Performance as Measurement
Overview
Optimize what you've measured, not what you suspect. Performance work without profiling is superstition. Measure first, hypothesize second, optimize third, measure again.
The Performance Loop
- Define the goal — What metric matters? Latency, throughput, memory, startup time?
- Measure the baseline — Quantify current performance with reproducible benchmarks
- Profile — Identify where time and resources actually go
- Hypothesize — What change would improve the bottleneck?
- Optimize — Make one change
- Measure again — Did it help? By how much? Any regressions elsewhere?
Never skip from step 1 to step 5.
Trade-off Framework
Every optimization trades one resource for another. Make the trade explicit.
| Trade-off | Example |
|---|---|
| Latency vs. throughput | Batching increases throughput, raises individual latency |
| Memory vs. CPU | Caching trades memory for fewer computations |
| Simplicity vs. speed | Hand-rolled loops beat abstractions but obscure intent |
| Startup vs. runtime | Lazy loading delays startup cost to first use |
| Bandwidth vs. latency | Compression saves bandwidth, costs CPU time |
| Consistency vs. speed | Eventual consistency is faster than strong consistency |
Ask: "Which resource is scarce in this context?" Optimize for the scarce one.
Profiling Strategy
Where to Look
Start with the outermost measurement, narrow inward:
- End-to-end timing — Total wall-clock time for the operation
- Component breakdown — Which phase takes the most time?
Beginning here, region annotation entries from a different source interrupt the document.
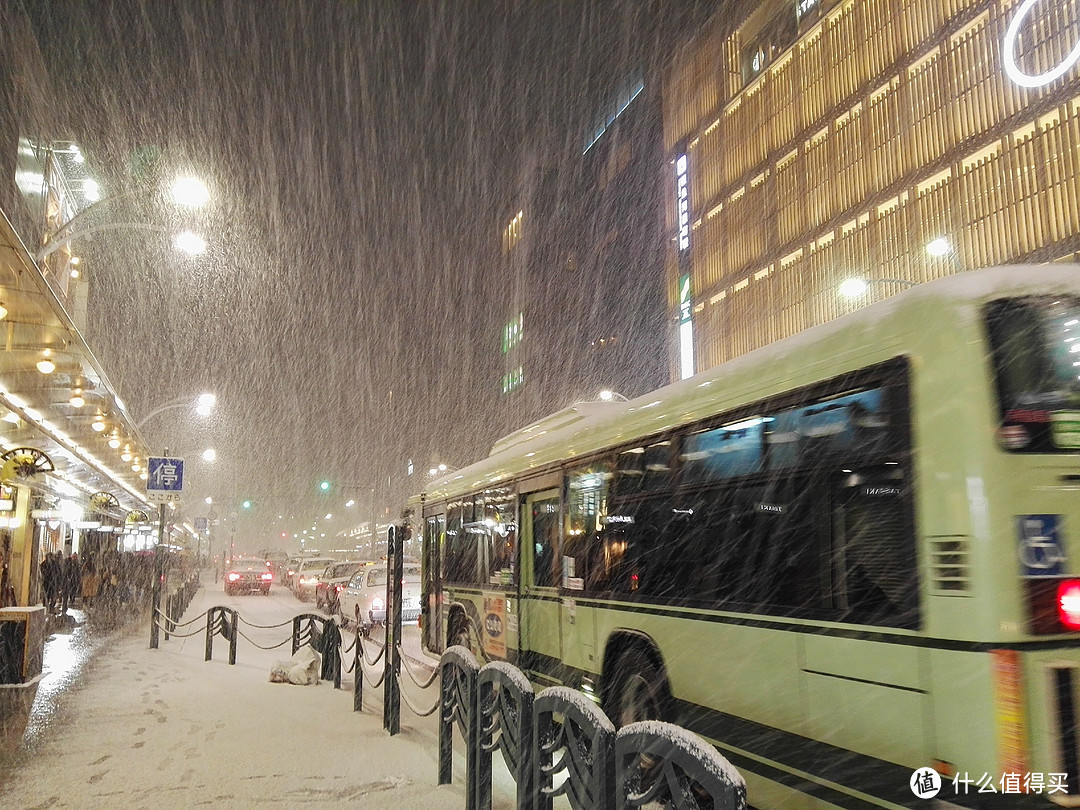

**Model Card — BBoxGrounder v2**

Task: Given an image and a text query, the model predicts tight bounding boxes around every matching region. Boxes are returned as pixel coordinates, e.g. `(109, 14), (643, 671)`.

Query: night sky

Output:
(26, 0), (717, 550)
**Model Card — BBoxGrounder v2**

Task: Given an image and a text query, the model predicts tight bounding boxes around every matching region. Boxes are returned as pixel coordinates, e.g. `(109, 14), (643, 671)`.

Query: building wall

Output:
(664, 0), (1080, 376)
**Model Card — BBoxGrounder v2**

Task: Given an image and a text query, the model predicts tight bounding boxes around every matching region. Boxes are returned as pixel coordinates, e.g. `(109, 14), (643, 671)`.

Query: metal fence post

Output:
(438, 647), (480, 810)
(229, 610), (240, 664)
(203, 608), (217, 661)
(352, 627), (364, 712)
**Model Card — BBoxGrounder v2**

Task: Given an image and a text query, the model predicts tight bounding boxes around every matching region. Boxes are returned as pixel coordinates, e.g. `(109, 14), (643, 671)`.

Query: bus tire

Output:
(604, 647), (674, 729)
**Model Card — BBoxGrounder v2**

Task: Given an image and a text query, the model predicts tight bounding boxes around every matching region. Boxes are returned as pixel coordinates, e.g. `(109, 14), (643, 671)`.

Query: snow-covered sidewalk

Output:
(0, 585), (513, 810)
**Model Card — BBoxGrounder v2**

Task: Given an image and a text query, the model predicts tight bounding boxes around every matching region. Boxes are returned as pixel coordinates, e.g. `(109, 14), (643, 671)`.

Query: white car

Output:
(293, 557), (338, 602)
(338, 563), (420, 633)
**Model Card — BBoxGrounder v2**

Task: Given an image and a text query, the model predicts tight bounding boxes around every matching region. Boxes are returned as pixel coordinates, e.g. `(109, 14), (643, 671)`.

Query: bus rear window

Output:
(986, 297), (1080, 453)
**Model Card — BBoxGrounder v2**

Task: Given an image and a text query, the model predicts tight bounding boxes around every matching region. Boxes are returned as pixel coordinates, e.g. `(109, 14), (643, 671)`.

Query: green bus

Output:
(411, 266), (1080, 810)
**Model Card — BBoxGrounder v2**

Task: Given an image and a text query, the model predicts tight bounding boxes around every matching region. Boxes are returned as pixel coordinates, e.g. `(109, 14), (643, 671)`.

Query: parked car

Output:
(225, 557), (273, 596)
(293, 557), (338, 602)
(315, 559), (366, 615)
(339, 563), (420, 635)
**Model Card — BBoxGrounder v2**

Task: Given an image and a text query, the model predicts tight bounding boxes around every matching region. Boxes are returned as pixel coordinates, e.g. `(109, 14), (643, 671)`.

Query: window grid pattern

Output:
(665, 0), (1080, 368)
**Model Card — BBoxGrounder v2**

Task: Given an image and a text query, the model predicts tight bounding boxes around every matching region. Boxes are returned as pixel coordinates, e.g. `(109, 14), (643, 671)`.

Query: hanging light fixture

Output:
(38, 349), (56, 374)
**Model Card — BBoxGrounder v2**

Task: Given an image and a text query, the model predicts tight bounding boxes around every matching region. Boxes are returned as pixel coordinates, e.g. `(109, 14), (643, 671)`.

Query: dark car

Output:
(315, 559), (365, 616)
(225, 557), (273, 596)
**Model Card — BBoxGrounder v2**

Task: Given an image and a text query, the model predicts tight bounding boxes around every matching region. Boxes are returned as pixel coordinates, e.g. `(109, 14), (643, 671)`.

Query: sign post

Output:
(146, 457), (184, 650)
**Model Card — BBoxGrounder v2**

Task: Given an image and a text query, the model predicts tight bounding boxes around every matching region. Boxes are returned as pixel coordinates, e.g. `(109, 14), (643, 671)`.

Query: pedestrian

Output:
(82, 557), (102, 609)
(41, 551), (64, 616)
(60, 552), (82, 613)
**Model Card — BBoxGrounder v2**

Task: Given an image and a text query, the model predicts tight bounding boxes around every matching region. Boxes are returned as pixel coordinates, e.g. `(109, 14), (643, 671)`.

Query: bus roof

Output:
(409, 265), (1080, 504)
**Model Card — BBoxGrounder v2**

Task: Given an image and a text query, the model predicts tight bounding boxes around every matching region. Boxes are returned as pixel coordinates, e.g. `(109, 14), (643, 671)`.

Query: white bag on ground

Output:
(270, 644), (322, 686)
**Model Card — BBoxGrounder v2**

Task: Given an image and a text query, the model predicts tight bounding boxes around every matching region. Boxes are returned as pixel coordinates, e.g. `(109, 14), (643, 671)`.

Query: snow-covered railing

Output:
(438, 647), (746, 810)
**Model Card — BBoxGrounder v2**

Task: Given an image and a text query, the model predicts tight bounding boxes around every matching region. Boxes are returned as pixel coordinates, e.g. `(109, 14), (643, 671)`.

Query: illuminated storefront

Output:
(664, 0), (1080, 378)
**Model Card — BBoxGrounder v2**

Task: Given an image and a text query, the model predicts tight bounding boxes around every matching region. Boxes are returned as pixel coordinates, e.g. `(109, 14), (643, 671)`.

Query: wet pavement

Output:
(0, 585), (514, 810)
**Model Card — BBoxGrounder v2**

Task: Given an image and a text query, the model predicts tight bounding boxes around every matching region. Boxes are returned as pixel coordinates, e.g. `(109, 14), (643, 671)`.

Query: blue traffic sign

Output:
(146, 456), (184, 502)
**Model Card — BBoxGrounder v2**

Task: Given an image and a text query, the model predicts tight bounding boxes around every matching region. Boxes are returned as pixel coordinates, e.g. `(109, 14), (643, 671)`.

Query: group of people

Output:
(41, 551), (84, 615)
(41, 551), (153, 616)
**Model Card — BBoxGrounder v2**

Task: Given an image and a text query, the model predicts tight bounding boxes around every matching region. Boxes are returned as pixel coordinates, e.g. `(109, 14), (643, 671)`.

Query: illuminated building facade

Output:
(663, 0), (1080, 379)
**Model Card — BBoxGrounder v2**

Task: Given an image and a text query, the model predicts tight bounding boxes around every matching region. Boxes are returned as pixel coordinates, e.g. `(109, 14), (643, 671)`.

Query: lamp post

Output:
(33, 177), (210, 265)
- Hot path analysis — Which functions dominate the profile?
- Allocation analysis — Where is memory allocated and freed?
What Tools Reveal
| Tool type | Reveals | Misses |
|---|---|---|
| Wall-clock timer | Total duration | Where time is spent |
| CPU profiler | Hot functions | I/O waits, lock contention |
| Memory profiler | Allocations, leaks | Cache effects |
| Flame graph | Call hierarchy costs | Inlined functions |
| Tracing | Request flow, latency | Aggregate behavior |
| Load testing | Throughput limits | Root cause of limits |
Use at least two tool types. A CPU profiler won't find a database bottleneck.
Common Bottleneck Patterns
I/O Bound
Symptoms: Low CPU usage, high wait times, slow under load.
Causes: Synchronous I/O, N+1 queries, unbatched requests, no connection pooling.
Remedies: Batch operations, add caching, use async I/O, pool connections.
CPU Bound
Symptoms: High CPU usage, scales with input size, unaffected by I/O improvements.
Causes: Inefficient algorithms, unnecessary computation, poor data structures.
Remedies: Better algorithms first (O(n) beats optimized O(n^2)), then micro-optimize the hot path.
Memory Bound
Symptoms: Growing memory usage, GC pauses, OOM errors, cache thrashing.
Causes: Unbounded caches, leaked references, large intermediate allocations, fragmentation.
Remedies: Bound caches (LRU), stream instead of buffer, pool allocations, reduce object size.
Contention Bound
Symptoms: Low individual resource usage but poor throughput under concurrency.
Causes: Lock contention, shared mutable state, thread pool exhaustion, connection limits.
Remedies: Reduce critical section scope, use lock-free structures, partition state, increase pool size.
Anti-Patterns
Premature optimization — Optimizing before measuring. The bottleneck is never where you think.
Micro-benchmarking in isolation — Benchmarking a function outside its real context misses cache effects, GC pressure, and contention.
Optimizing the wrong metric — Reducing P50 latency when users complain about P99. Improving throughput when the problem is startup time.
Death by a thousand cuts — No single bottleneck, just accumulated inefficiency. Profile holistically, not function-by-function.
Caching without invalidation strategy — Cache speeds reads but stale data causes correctness bugs. Define TTL and invalidation before adding a cache.
Output Format
When analyzing performance:
## Performance Analysis
### Goal
[Specific metric and target: "Reduce API P99 latency from 800ms to 200ms"]
### Baseline
[Current measurements with methodology]
### Profile Summary
[Where time/memory/resources go, ranked by impact]
### Recommendations
1. [Change] — [Expected improvement] — [Trade-off]
2. [Change] — [Expected improvement] — [Trade-off]
### Not Optimizing
[What was considered but rejected, and why]
Knuth's Reminder
"Programmers waste enormous amounts of time thinking about, or worrying about, the speed of noncritical parts of their programs, and these attempts at efficiency actually have a strong negative impact when debugging and maintenance are considered."
Optimize the critical 3%, not the other 97%.